DOUG STIRLING: The cliff was so steep they had to lower the men down on ropes. It was very, very dangerous work. Unfortunately, a lot of the people who were working here were shell-shocked, and when they had the blasting going on it really upset them. But yet there was no casualties on the road, nobody died. Sausage Gully and Shrapnel Gully, they're named after Anzac Cove, which was at Gallipoli in a part of Turkey in 1915 in the Great War. And when they built the Great Ocean Road, some of the men that were in that campaign worked on that part of the Great Ocean Road, they named it after the two big battlefields that were there. I remember when it was officially opened in 1932 and it was a marvellous thing.

MARJ GRANT: When I was 11, there was an article come up in the Melbourne press that two cars couldn't pass on the road. And we had that photograph taken and sent in to say that the road was perfectly safe. Mind you, we picked the only two places where cars could pass.

DOUG STIRLING: When you see the Great Ocean Road today, a beautiful big, wide, sealed road, to what it was when they built it, it was just a muddy little narrow track, very, very dangerous and people were scared stiff.

MARJ GRANT: I remember when it was a very, very rough track, post-and-rail fence along the side, quite a lot of rock falls.

DOUG STIRLING: Well, right behind us here is where the big slip came back in the '70s.

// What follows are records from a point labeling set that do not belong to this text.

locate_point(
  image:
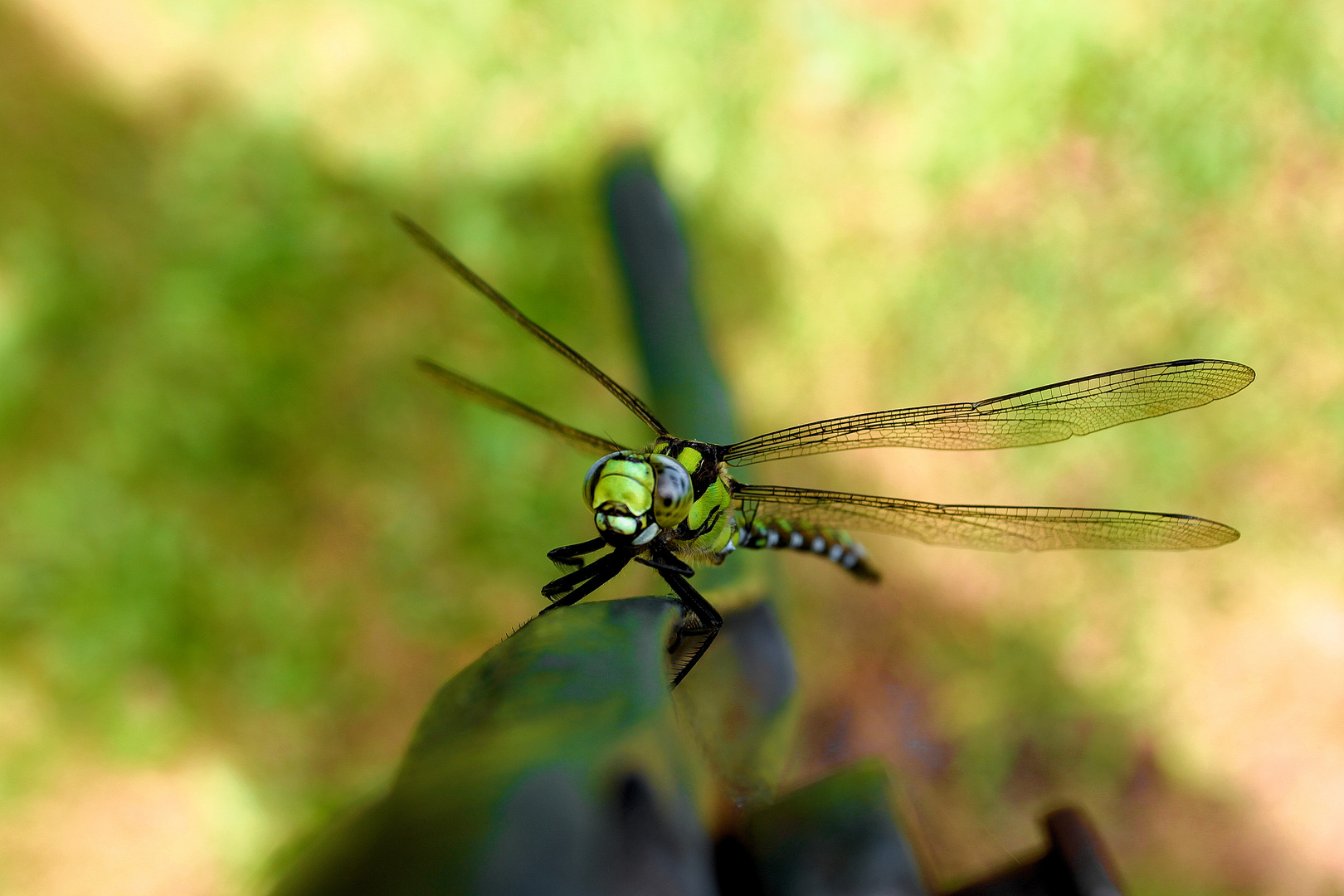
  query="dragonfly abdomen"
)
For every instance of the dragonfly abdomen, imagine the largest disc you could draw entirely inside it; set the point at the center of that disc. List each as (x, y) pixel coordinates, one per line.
(821, 540)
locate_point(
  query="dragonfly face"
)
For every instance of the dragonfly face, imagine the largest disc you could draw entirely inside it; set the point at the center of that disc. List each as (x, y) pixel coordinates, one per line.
(636, 496)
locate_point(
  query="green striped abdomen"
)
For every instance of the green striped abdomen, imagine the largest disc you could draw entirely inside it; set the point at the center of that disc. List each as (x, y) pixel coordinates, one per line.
(821, 540)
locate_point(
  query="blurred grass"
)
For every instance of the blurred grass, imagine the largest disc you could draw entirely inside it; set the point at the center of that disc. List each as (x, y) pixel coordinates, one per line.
(240, 529)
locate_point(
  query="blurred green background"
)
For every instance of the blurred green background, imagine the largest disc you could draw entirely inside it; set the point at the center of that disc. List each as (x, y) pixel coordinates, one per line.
(244, 540)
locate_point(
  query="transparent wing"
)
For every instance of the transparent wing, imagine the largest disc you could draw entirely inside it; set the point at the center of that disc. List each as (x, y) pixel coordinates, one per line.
(1046, 414)
(990, 528)
(502, 402)
(470, 277)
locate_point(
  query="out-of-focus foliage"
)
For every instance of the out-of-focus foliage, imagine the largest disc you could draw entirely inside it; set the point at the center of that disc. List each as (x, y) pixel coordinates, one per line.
(552, 765)
(244, 542)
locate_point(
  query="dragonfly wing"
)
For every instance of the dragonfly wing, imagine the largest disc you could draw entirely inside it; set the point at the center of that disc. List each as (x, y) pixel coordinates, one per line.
(1047, 414)
(425, 241)
(502, 402)
(990, 528)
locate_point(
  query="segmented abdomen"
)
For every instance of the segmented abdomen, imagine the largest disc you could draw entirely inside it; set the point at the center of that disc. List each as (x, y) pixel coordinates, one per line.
(823, 540)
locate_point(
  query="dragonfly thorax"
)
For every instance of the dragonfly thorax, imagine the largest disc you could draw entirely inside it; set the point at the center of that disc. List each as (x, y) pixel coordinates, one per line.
(635, 496)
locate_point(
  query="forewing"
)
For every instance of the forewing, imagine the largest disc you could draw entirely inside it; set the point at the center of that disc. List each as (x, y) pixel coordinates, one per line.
(1047, 414)
(990, 528)
(502, 402)
(472, 280)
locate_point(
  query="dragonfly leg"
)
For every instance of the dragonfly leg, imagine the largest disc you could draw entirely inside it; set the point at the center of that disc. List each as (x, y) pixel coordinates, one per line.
(572, 555)
(569, 581)
(707, 620)
(665, 562)
(585, 582)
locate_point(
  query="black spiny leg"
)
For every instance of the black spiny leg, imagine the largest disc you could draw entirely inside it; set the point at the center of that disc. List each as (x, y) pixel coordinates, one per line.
(576, 586)
(572, 555)
(665, 562)
(707, 618)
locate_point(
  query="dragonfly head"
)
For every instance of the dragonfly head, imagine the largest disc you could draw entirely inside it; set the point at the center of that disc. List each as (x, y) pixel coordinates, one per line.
(636, 496)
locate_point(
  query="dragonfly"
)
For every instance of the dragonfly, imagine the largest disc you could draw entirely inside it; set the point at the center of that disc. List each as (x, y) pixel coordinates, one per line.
(674, 501)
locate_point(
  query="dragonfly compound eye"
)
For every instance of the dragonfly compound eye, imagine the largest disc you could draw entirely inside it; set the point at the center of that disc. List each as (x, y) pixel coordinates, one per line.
(592, 477)
(620, 492)
(672, 494)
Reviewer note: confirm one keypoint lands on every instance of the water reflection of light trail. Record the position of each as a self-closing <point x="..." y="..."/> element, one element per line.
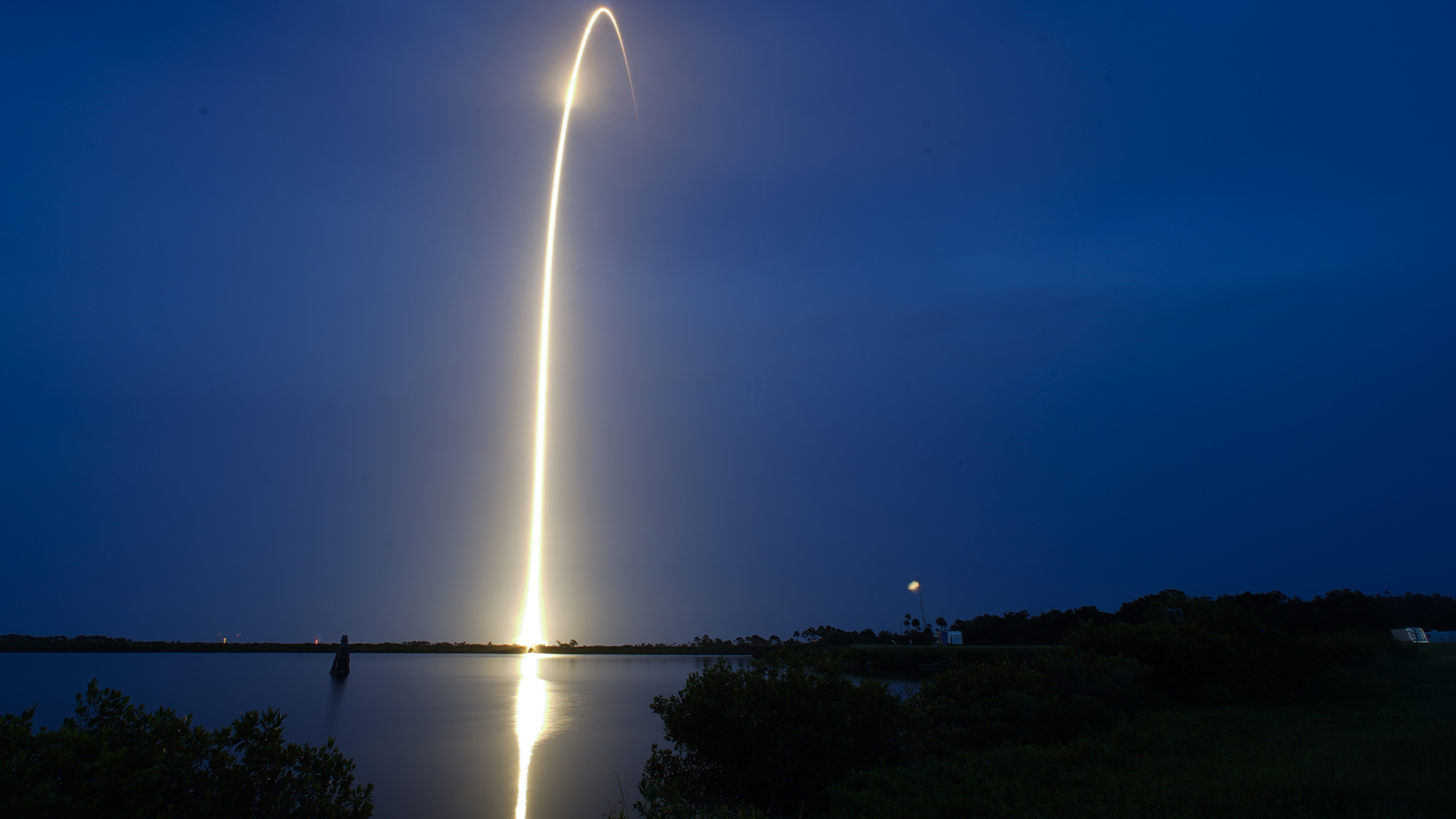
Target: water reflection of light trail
<point x="532" y="632"/>
<point x="530" y="717"/>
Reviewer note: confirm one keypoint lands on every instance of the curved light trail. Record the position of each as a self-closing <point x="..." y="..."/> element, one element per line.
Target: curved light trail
<point x="532" y="695"/>
<point x="532" y="629"/>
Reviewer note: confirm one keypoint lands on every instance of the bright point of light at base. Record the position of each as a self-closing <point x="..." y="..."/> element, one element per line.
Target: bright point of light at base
<point x="532" y="627"/>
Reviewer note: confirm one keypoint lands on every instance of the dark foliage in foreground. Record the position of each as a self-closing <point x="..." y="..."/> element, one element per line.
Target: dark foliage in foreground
<point x="1335" y="611"/>
<point x="115" y="760"/>
<point x="772" y="736"/>
<point x="794" y="736"/>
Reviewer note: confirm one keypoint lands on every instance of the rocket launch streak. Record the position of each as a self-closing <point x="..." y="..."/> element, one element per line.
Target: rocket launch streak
<point x="532" y="630"/>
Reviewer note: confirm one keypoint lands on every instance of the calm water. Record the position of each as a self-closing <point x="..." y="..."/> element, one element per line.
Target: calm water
<point x="438" y="735"/>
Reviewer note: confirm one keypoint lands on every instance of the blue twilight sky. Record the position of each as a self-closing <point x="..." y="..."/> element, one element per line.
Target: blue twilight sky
<point x="1046" y="303"/>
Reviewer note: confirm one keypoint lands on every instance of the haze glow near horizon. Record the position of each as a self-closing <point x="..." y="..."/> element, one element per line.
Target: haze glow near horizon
<point x="532" y="626"/>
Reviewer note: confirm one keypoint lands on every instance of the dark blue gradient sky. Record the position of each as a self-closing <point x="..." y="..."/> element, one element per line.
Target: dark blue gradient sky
<point x="1049" y="305"/>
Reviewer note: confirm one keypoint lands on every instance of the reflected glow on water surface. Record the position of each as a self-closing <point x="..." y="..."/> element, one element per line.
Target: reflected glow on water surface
<point x="532" y="701"/>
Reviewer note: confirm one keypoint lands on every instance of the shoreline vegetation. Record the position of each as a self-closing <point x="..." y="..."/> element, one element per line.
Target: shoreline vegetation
<point x="1241" y="706"/>
<point x="1019" y="632"/>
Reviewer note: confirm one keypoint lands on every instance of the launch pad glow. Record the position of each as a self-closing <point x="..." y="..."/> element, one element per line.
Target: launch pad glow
<point x="532" y="627"/>
<point x="533" y="695"/>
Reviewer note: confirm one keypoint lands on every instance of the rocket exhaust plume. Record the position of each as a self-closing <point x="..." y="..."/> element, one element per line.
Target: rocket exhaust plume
<point x="532" y="630"/>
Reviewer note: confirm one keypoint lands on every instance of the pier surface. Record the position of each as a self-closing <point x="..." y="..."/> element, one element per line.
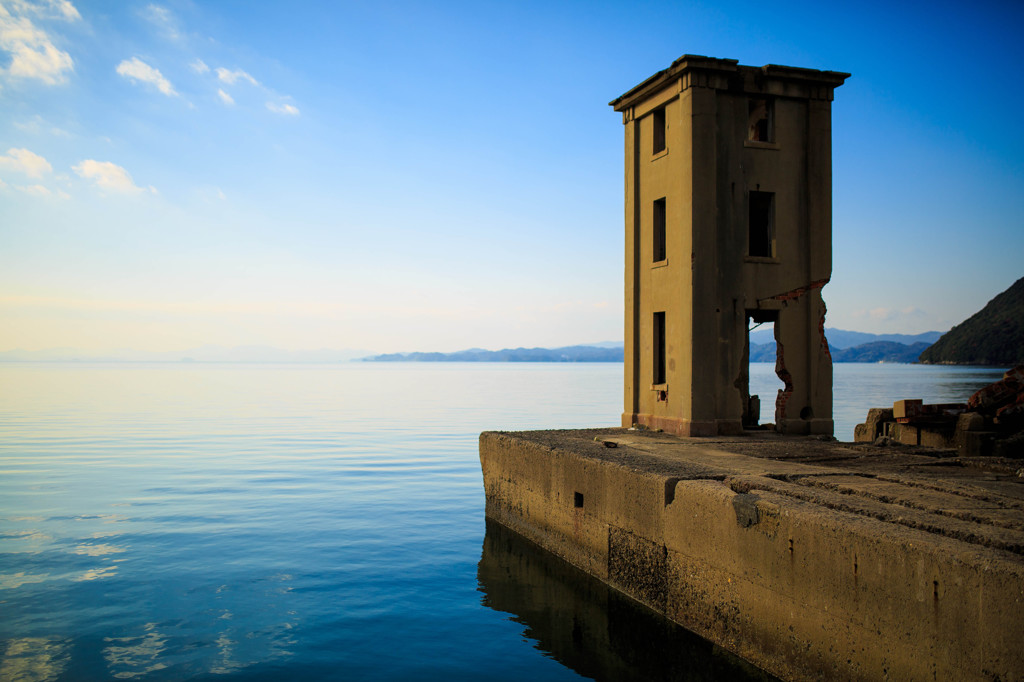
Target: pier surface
<point x="812" y="559"/>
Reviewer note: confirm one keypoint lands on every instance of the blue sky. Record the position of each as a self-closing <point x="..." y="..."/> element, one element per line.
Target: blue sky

All this face of the mountain started to peel off. They drilled holes right through this peeled-off bit back into the base mountain and pinned it all with prestressed concrete. And all these caps capped up the ends of the prestressed stuff. Blocked the road here for about six months, we couldn't get through. And it was all the... It looked like it was all going to push into the sea. But, anyway, they saved the day by pinning it back onto the big mountain again.

BERNADETTE NUNN: So the mountain was literally falling away?

DOUG STIRLING: Falling away into the sea. And it hasn't moved since.

BERNADETTE NUNN: So they literally screwed the mountain back together?

DOUG STIRLING: They screwed the mountain back together again. I don't think it's ever been done before or since. And a lot of people, particularly from Japan, hear about this and they stop and watch this and see where this big marvel took place.

TOM SMITH: The Great Ocean Road is probably the most spectacular coastal drive in the world. And I think the reason for that is that it's got such a variety of experiences - that great coastal aspect in the Apollo Bay/Lorne area then the cool temperate rainforests and, of course, the coastal rock stacks around the Twelve Apostles. You don't get that variety in any other road around the world and for 250 kilometres there's just a surprise around every corner. The reality is that it is a wonderful memorial to the soldiers. There's a lot of people who probably don't appreciate the significance and I think the 75th anniversary celebrations will highlight that very important link between the soldiers who built the road, and I think some of the younger generation are going to go away with a greater understanding about the significance of this road. Not only is it a great coastal drive but also it's a memorial to the soldiers from the First World War.

DOUG STIRLING: It is the most appropriate war memorial because it's the biggest war memorial in the world because it goes for 250 kilometres all along and no war memorial is as big as that.

You remember when the bridle-track used to go around there and along the top there? That was before the Great Ocean Road was built.

MARJ GRANT: That shows you how old we are. How lucky we've been to live in such a wonderful spot and that this road... As I say, we say, "It's our road," but it belongs to the whole world.

DOUG STIRLING: Not a local road anymore, it's an international road of great fame.